Population synthesis with geographic coordinates
Jacopo Lenti, Lorenzo Costantini, Ariadna Fosch, Anna Monticelli, David Scala, Marco Pangallo
TL;DR
This work addresses the challenge of generating geolocated synthetic populations with coordinates while preserving data privacy. It introduces a NF+VAE generative framework that first maps geographic coordinates into a latent space with Normalizing Flows and then learns a joint spatial–non-spatial representation with a Variational Autoencoder to produce synthetic populations. The authors propose an evaluation protocol across fidelity, utility, and privacy, and demonstrate superior performance of NF+VAE over baselines on large, real-world datasets, including mortgage data and Airbnb listings. The approach enables fine-grained, privacy-preserving geolocated data for ABMs in flood risk, epidemic spread, evacuation planning, and transport modeling, offering a scalable and adaptable alternative to coarse geographic aggregates.
Abstract
It is increasingly important to generate synthetic populations with explicit coordinates rather than coarse geographic areas, yet no established methods exist to achieve this.

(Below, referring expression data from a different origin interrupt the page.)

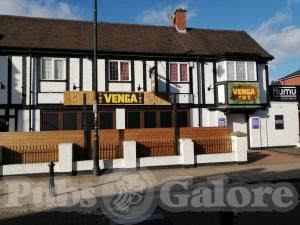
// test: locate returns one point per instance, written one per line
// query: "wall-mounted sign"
(284, 93)
(255, 123)
(222, 122)
(113, 98)
(279, 122)
(243, 93)
(117, 98)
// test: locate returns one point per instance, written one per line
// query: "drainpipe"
(199, 93)
(30, 91)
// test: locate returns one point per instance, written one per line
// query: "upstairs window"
(119, 71)
(53, 69)
(179, 72)
(241, 71)
(230, 70)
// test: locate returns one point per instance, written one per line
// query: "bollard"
(51, 180)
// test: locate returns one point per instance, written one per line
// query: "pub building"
(210, 78)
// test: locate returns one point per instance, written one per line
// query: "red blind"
(124, 71)
(183, 72)
(173, 72)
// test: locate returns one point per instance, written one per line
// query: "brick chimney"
(179, 21)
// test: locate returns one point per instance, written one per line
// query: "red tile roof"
(40, 33)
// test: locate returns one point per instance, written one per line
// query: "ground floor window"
(155, 118)
(76, 120)
(279, 122)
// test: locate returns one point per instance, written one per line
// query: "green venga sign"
(243, 93)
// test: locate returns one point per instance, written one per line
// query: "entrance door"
(3, 125)
(237, 122)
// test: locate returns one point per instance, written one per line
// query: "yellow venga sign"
(112, 98)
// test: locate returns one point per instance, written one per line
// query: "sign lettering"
(243, 93)
(106, 98)
(284, 93)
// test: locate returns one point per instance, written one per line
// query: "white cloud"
(159, 14)
(279, 36)
(39, 8)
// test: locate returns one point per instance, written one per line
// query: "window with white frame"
(179, 72)
(52, 69)
(230, 71)
(119, 71)
(241, 71)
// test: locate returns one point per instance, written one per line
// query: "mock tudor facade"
(216, 77)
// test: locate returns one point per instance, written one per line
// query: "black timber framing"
(203, 83)
(106, 75)
(38, 79)
(24, 79)
(267, 84)
(191, 79)
(80, 74)
(167, 76)
(132, 76)
(144, 76)
(9, 80)
(156, 76)
(216, 100)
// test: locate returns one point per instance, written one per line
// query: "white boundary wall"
(130, 161)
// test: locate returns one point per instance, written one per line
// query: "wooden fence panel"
(213, 145)
(29, 154)
(154, 148)
(31, 147)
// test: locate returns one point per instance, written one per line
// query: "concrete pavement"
(264, 165)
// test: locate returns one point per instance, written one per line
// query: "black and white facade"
(34, 75)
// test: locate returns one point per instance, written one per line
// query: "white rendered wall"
(209, 82)
(16, 79)
(267, 135)
(53, 86)
(3, 79)
(210, 118)
(180, 88)
(120, 87)
(51, 98)
(23, 120)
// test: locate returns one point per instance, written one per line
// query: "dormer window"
(119, 71)
(179, 72)
(241, 71)
(53, 69)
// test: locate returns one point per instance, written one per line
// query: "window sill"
(42, 80)
(179, 82)
(116, 81)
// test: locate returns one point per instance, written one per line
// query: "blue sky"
(275, 24)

One reason is that latitude and longitude differ from other continuous variables, exhibiting large empty spaces and highly uneven densities. To address this, we propose a population synthesis algorithm that first maps spatial coordinates into a more regular latent space using Normalizing Flows (NF), and then combines them with other features in a Variational Autoencoder (VAE) to generate synthetic populations. This approach also learns the joint distribution between spatial and non-spatial features, exploiting spatial autocorrelations. We demonstrate the method by generating synthetic homes with the same statistical properties of real homes in 121 datasets, corresponding to diverse geographies. We further propose an evaluation framework that measures both spatial accuracy and practical utility, while ensuring privacy preservation. Our results show that the NF+VAE architecture outperforms popular benchmarks, including copula-based methods and uniform allocation within geographic areas. The ability to generate geolocated synthetic populations at fine spatial resolution opens the door to applications requiring detailed geography, from household responses to floods, to epidemic spread, evacuation planning, and transport modeling.